Deoxyribonucleic acid (DNA) nanostructures enable the attachment of functional molecules to nearly any unique location on their underlying structure. Due to their single-base-pair structural resolution, several ligands can be spatially arranged and closely controlled according to the geometry of their desired target, resulting in optimized binding and/or signaling interactions.
This dissertation covers three main projects. All of them use variations of functionalized DNA nanostructures that act as platform for oligovalent presentation of ligands. The purpose of this work was to evaluate the ability of DNA nanostructures to precisely display different types of functional molecules and to consequently enhance their efficacy according to the concept of multivalency. Moreover, functionalized DNA structures were examined for their suitability in functional screening assays. The developed DNA-based compound ligands were used to target structures in different biological systems.
One part of this dissertation attempted to bind pathogens with small modified DNA nanostructures. Pathogens like viruses and bacteria are known for their multivalent attachment to host cells membranes. By blocking their receptors for recognition and/or fusion with their targeted host in an oligovalent manner, the objective was to impede their ability to adhere to and invade cells. For influenza A, only enhanced binding of oligovalent peptide-DNA constructs compared to the monovalent peptide could be observed, whereas in the case of respiratory syncytial virus (RSV), binding as well as blocking of the target receptors led to an increased inhibition of infection in vitro.

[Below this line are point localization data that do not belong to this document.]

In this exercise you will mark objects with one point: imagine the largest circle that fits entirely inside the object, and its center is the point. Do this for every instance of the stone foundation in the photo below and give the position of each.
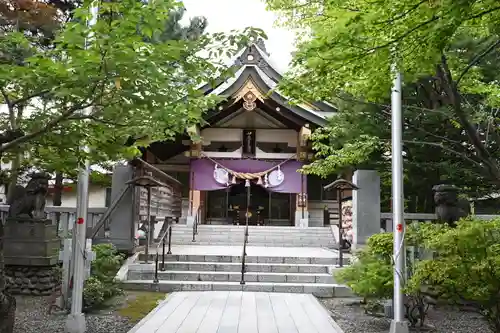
(36, 281)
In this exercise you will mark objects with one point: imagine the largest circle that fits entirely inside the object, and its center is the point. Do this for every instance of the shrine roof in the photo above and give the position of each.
(255, 67)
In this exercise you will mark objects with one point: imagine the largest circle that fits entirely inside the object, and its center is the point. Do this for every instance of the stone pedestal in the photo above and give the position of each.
(365, 206)
(31, 250)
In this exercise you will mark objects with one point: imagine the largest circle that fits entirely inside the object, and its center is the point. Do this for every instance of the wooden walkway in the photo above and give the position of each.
(238, 312)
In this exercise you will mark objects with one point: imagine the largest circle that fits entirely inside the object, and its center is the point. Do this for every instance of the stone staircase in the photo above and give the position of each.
(268, 269)
(258, 236)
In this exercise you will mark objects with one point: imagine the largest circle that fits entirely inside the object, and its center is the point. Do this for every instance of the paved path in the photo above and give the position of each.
(261, 251)
(238, 312)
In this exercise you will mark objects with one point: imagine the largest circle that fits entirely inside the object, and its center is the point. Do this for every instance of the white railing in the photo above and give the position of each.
(67, 217)
(386, 218)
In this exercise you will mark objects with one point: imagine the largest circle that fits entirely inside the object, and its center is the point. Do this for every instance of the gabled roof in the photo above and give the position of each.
(255, 70)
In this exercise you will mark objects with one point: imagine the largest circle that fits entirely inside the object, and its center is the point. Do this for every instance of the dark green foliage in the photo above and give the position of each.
(101, 285)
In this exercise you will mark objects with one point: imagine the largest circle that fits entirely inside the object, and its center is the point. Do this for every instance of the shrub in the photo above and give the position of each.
(101, 285)
(466, 267)
(371, 274)
(93, 293)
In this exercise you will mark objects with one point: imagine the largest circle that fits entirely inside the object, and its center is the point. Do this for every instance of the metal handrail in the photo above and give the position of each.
(168, 231)
(244, 255)
(195, 223)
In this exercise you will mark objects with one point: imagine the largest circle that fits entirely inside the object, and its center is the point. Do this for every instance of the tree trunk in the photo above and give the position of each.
(7, 301)
(16, 165)
(57, 198)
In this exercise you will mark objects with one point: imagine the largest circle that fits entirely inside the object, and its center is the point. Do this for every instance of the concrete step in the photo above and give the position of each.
(317, 289)
(208, 276)
(207, 227)
(283, 244)
(249, 259)
(236, 267)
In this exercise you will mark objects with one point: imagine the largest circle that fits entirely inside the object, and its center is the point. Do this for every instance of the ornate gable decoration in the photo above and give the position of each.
(249, 93)
(251, 56)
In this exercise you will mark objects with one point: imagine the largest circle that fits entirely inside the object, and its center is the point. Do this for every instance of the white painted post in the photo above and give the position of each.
(75, 322)
(65, 256)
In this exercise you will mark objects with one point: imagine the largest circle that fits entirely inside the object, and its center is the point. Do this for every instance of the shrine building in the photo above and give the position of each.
(252, 146)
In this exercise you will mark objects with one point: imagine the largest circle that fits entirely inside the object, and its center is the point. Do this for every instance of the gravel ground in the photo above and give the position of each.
(32, 317)
(352, 319)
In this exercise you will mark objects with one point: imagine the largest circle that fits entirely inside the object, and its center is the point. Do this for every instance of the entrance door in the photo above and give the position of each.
(265, 207)
(254, 199)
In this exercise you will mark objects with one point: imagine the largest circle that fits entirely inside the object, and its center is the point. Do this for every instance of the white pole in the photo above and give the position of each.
(76, 319)
(398, 324)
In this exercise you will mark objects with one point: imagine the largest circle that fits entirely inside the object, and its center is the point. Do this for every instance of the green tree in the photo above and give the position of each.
(465, 267)
(446, 51)
(120, 86)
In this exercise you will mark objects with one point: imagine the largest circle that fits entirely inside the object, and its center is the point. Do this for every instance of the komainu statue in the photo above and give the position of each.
(449, 208)
(29, 201)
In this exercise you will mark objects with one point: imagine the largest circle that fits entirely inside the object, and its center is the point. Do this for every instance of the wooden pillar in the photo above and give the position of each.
(301, 212)
(194, 152)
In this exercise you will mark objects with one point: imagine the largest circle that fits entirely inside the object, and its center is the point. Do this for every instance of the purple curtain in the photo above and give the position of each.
(203, 174)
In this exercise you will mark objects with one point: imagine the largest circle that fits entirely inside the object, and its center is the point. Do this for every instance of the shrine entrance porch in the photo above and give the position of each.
(264, 207)
(243, 312)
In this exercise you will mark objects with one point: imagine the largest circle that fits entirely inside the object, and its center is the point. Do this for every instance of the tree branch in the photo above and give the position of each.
(400, 16)
(12, 116)
(477, 59)
(444, 73)
(439, 145)
(50, 125)
(27, 98)
(94, 118)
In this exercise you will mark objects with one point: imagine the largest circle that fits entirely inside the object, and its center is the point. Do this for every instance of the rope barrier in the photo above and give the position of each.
(248, 175)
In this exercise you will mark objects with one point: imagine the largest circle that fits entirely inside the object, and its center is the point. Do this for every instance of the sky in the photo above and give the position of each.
(226, 15)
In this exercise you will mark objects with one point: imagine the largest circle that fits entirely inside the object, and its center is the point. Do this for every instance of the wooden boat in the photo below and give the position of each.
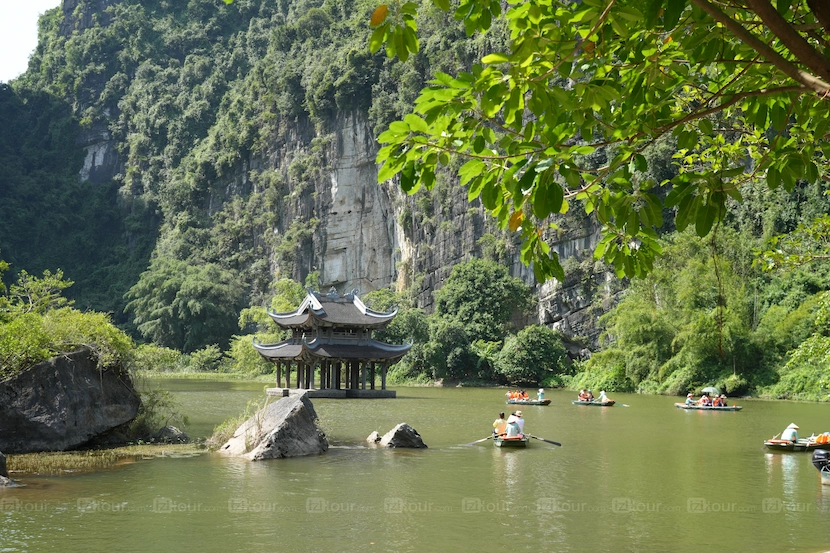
(803, 444)
(708, 407)
(595, 403)
(821, 460)
(528, 402)
(511, 442)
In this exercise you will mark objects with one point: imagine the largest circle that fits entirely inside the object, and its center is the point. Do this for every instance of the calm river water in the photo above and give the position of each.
(644, 478)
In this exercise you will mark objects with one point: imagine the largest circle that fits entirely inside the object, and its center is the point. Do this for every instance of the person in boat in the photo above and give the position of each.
(513, 431)
(499, 425)
(520, 422)
(790, 433)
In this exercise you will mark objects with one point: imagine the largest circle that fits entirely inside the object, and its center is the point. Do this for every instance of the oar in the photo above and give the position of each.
(481, 440)
(542, 439)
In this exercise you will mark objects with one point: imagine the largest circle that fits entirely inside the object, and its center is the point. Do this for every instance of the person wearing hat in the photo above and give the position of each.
(513, 430)
(790, 433)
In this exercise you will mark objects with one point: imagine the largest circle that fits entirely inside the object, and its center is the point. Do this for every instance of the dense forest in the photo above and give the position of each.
(169, 157)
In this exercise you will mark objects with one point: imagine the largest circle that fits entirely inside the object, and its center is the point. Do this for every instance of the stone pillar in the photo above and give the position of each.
(337, 375)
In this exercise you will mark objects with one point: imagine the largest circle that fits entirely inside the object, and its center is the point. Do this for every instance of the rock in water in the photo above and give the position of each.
(402, 435)
(285, 428)
(63, 403)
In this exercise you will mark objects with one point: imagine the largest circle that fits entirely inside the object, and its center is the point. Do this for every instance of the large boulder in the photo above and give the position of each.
(64, 403)
(285, 428)
(402, 435)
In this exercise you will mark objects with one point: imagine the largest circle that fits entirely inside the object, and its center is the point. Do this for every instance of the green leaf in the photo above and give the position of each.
(494, 58)
(415, 123)
(671, 14)
(704, 219)
(653, 8)
(378, 38)
(472, 168)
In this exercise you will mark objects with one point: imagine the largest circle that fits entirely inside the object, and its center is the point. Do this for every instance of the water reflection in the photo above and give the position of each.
(625, 478)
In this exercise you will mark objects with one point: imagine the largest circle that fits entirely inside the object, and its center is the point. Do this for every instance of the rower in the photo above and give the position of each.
(499, 425)
(513, 430)
(790, 433)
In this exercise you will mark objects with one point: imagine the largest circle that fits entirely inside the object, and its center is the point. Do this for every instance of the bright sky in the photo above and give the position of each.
(18, 33)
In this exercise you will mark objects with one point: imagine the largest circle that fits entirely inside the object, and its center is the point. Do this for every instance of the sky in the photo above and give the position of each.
(18, 33)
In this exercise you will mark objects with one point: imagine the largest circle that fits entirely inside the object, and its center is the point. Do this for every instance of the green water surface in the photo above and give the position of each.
(645, 478)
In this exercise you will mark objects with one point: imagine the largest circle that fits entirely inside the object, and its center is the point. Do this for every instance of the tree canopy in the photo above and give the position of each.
(567, 113)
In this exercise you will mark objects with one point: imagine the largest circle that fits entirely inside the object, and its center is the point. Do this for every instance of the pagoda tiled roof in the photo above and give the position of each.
(332, 310)
(371, 351)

In the final part, the ability of chimeric DNA-peptide constructs to bind to and activate signaling receptors on the surface of cells was investigated. Specific binding of DNA trimers, conjugated with up to three peptides, to EphA2 receptor expressing cells was evaluated in flow cytometry experiments. Subsequently, their ability to activate these receptors via phosphorylation was assessed. EphA2 phosphorylation was significantly increased by DNA trimers carrying three peptides compared to monovalent peptide. As a result of activation, cells underwent characteristic morphological changes, where they "round up" and retract their periphery.

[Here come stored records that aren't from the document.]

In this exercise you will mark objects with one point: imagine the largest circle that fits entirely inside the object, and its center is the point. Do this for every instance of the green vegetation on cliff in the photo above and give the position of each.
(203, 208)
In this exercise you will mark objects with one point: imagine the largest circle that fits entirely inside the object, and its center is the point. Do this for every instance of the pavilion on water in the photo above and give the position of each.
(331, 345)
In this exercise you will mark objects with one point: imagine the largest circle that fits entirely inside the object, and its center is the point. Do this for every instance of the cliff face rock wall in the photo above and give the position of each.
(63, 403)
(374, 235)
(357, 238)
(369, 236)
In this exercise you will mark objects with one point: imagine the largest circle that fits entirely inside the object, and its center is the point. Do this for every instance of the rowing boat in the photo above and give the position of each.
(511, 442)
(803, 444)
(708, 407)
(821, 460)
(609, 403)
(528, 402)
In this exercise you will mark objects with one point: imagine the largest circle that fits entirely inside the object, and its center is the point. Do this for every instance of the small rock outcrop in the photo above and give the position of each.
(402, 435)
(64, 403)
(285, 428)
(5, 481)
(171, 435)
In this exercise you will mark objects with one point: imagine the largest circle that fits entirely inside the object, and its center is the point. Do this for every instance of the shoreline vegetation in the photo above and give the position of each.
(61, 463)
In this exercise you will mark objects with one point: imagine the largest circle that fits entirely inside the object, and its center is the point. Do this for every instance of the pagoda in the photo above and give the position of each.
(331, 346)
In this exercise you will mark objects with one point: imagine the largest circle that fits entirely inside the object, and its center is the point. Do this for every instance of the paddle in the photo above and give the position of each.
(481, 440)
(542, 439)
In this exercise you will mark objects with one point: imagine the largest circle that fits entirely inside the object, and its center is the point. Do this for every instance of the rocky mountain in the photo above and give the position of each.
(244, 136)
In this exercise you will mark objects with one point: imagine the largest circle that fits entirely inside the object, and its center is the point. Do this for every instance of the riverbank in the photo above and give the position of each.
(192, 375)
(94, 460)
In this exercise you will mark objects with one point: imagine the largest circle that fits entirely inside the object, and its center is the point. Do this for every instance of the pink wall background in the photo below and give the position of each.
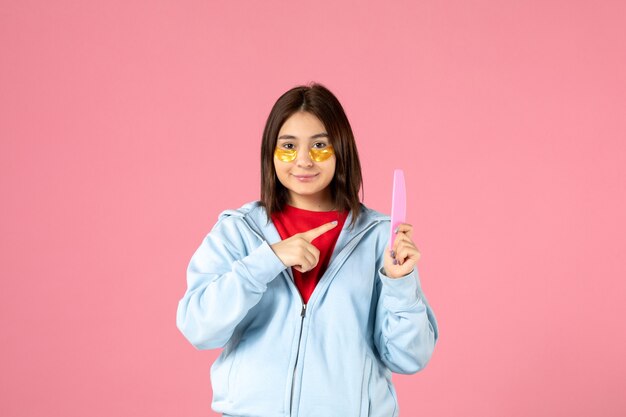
(507, 117)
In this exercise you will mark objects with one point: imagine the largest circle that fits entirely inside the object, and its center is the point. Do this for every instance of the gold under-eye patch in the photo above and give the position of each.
(317, 155)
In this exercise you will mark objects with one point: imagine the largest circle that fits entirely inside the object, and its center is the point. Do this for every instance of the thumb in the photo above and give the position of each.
(312, 234)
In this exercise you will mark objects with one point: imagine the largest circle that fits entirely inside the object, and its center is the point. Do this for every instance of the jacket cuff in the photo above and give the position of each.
(399, 293)
(262, 265)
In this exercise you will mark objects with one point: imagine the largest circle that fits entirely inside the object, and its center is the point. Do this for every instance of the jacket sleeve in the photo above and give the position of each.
(224, 282)
(405, 329)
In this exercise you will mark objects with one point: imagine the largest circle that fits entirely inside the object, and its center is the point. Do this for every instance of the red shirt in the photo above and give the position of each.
(293, 220)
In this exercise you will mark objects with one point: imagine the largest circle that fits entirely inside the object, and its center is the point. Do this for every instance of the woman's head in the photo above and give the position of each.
(299, 111)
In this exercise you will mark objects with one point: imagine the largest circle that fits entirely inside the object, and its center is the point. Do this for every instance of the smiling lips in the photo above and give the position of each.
(305, 178)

The results obtained in this work comprehensively prove the capability of DNA nanostructures to serve as stable, biocompatible, controllable platforms for the oligovalent presentation of functional ligands. Functionalized DNA nanostructures were used to enhance biological effects and as tool for functional screening of bio-activity. This work demonstrates that modified DNA structures have the potential to improve drug development and to unravel the activation of signaling pathways.